At the June 4 City Council meeting, the council voted on and approved (8-3) the construction project for game-day condos on South Main Street and Berkeley Avenue. The project has also been approved by the Planning Commission.
Wick 1300 LLC, affiliated with Wickfield Properties, proposed the project. According to the game-day condos site plan, the condominiums are proposed to be four-story, owner-occupied, and contain four units for multiple families. The condos will include eight garage parking spaces.
The game-day condos project is in line with current zoning laws. From comments from the Planning Division, the site is considered zone O — office district — and allows multiple-family buildings.
The development is said to be an owner-occupied building, but there is concern that it may be used during sporting weekends only.
Councilmember Julie Grand, D-Ward 3, said while she doesn’t strongly favor the project, she voted for it.
“I’m not enamored with projects that are intended for short term use,” Grand said. “We have a capacity issue with housing in our city, and I think short term housing doesn’t help our affordability goals. But at the same time I respect that we have rules to help developers present projects that meet the rules. We have a fiduciary duty as council.”
City Administrator Howard Lazarus said there has been some discussion regarding short-term rentals in the city.
“I don’t think it’s (short-term rentals) at a problematic stage,” Lazarus said. “I know other cities are having issues with rentals when they’re not owner-occupied and as we look to the future we should probably see what others are doing and adopt some reasonable approach to making sure they’re not a degradation to life in the neighborhood.”
Brad Hayosh, managing member of Wickfield Properties, said he’s heard the concern of the condos not being occupied year-round.
“That’s another concern that I hear but I don’t understand that much,” Hayosh said. “Isn’t it great if people are sort of paying taxes and not using the resources of the city?
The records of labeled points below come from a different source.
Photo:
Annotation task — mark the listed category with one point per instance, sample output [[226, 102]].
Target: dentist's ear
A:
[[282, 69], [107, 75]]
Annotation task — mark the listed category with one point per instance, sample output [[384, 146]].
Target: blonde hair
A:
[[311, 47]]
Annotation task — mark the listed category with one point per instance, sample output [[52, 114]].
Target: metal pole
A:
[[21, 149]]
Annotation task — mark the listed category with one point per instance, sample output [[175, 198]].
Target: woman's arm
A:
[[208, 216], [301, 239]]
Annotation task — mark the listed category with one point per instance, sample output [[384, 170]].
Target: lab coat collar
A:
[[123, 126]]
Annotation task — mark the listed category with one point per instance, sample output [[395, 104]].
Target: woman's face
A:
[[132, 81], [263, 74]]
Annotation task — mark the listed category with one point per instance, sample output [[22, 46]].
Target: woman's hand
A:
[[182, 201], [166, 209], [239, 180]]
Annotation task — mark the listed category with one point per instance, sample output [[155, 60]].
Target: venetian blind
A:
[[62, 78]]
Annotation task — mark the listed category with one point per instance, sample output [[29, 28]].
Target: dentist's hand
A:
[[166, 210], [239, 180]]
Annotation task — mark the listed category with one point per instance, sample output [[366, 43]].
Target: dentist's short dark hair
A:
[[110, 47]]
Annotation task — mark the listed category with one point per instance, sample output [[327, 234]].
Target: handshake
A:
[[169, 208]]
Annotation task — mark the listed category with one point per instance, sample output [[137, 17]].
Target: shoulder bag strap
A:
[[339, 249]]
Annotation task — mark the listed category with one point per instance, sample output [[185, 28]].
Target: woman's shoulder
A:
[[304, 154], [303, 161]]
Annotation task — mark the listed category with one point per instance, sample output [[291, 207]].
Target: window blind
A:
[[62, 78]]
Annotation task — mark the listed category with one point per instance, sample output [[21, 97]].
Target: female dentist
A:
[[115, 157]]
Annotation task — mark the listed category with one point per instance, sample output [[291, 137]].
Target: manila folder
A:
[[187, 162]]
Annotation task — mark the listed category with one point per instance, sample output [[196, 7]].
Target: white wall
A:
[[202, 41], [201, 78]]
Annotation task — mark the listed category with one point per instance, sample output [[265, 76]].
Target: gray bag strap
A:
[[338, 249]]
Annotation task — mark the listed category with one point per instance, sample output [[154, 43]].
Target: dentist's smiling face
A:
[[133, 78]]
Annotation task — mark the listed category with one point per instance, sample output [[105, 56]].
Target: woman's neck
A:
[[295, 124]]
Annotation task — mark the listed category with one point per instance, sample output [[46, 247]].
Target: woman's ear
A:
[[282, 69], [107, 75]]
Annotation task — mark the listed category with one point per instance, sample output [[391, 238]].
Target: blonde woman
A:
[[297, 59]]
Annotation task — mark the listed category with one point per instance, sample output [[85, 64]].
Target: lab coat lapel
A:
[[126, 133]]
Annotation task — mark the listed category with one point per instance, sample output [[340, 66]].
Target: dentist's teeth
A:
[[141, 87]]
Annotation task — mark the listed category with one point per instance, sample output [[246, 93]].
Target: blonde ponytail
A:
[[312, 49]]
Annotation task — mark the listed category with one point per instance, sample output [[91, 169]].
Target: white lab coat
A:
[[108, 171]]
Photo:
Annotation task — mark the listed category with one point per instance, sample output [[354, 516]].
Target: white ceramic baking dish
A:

If people are coming in anyway, one way or another they’re in a hotel room or they’re there.”
Concerns of partying have come up, but considering the population the property is targeted at, it shouldn’t be an issue, Hayosh said.
Grand also said not approving projects that meet the zoning codes could be worse for the city.
“If we didn’t (approve the project) what would happen is that we would get sued,” Grand said. “And sometimes you can end up with a project that is worse than the one presented in the first place because there’s really no incentive to modify the project at all to the concerns of the Planning Commission.”
During a public hearing in the June 4 City Council meeting, Ann Arbor resident Martin Vloet, who lives near the planned construction site, said the building’s size is not fit for the neighborhood.
“I don’t oppose the development of the site in principle,” Vloet said. “But I and several of my neighbors feel the project is taking advantage of the Main Street address in the office zoning district to build a structure that is out of scale of the neighborhood. At four floors, the condos will dominate a neighborhood of one- and two-story homes and the game-day condos won’t even face the stadium, with a better view of my house than the Big House.”
Lazarus said this issue of the design of these condos is not something the city can necessary control, as the zoning codes permit construction.
“The project meets all the city’s zoning requirements, so those requirements ensure that the development is compatible with the neighborhood uses,” Lazarus said. “Most of what you heard had to do with architectural style, which is not something that the city regulates.”
Hayosh said City Council has brought up the issue that the doors don’t open onto Main Street.
“There were a couple members concerned about not having a front door on Main Street but given the layout constraints and the size of the building there’s really no other way to lay out the property,” Hayosh said.
The game-day condos meet the current zoning requirements, but the code is being updated.
“We are moving to a unified development code, that staff has been working with for the past year,” Grand said. “I think projects like this just speak to why our codes need to be living breathing documents (and) that we’re learning from projects we don’t like and having that informed change in our zoning codes going forward.”